DEFINITION of 125% Loan

A 125% loan is usually a mortgage with an initial loan amount equal to 125% of the initial property value. In other words, a 125% loan has a loan-to-value ratio (LTV ratio) of 125%.


A primary measure of a loan's risk to a lender is the size of a loan relative to the value (LTV ratio) of the underlying property. A 125% loan is a relatively risky loan as compared to a loan with a LTV ratio of less than 100%, and therefore, according to the risk-based pricing method used by lenders, a loan with a LTV ratio of 125% will carry a higher interest rate than a loan with a LTV ratio of 100% or below.

Homeowners might seek a 125% loan as a refinancing option to give them more access to capital. This could be done as a way to pay off other debts that carry higher interest rates, such as credit cards. The comparatively lower interest rate of the mortgage could mean making smaller payments and a lower principal balance compared with the higher rates of credit cards, which would increase the principal more rapidly.

How 125% Loans Were Applied to Ease the Damage of the Housing Crisis

There is a separate, but related approach to 125% loans. If a homeowner owes more money on their mortgage than the home is actually worth, they could apply for a 125% refinancing through the Home Affordable Refinance Program (HARP). The federal program, which is due to end in December 2018 unless it is extended, was created as a way to offer relief to homeowners who were left “underwater” in the financial crisis of 2008.

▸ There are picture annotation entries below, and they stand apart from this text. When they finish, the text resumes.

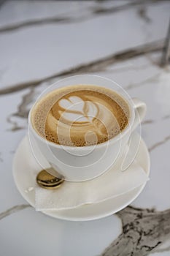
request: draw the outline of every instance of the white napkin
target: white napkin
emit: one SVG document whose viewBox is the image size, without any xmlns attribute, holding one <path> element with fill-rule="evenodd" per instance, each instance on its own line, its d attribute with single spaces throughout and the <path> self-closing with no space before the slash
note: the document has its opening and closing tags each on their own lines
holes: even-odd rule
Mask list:
<svg viewBox="0 0 170 256">
<path fill-rule="evenodd" d="M 66 181 L 58 189 L 53 190 L 37 186 L 35 189 L 36 210 L 63 210 L 99 203 L 127 193 L 148 179 L 144 170 L 134 160 L 125 171 L 115 167 L 90 181 Z"/>
</svg>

After the housing bubble burst in the subprime meltdown, it was not unheard of to find homeowners indebted to pay off mortgages with rates and principal balances that no longer reflected the value of the residences they were paying for. As home values dropped, homeowners may have wanted to refinance but to qualify they may have been required to have paid a certain percentage of equity in the home. The drastic changes in the market made it difficult to secure refinancing; moreover, the continued payments into their existing mortgages would likely mean they could not recoup their losses even if they attempted to sell the home.

Through HARP, homeowners who owed up to 125% of the value of their homes could seek refinancing at lower rates to help them pay their mortgages. Homeowners who owed more than that percentage could not apply for the program while it was in effect.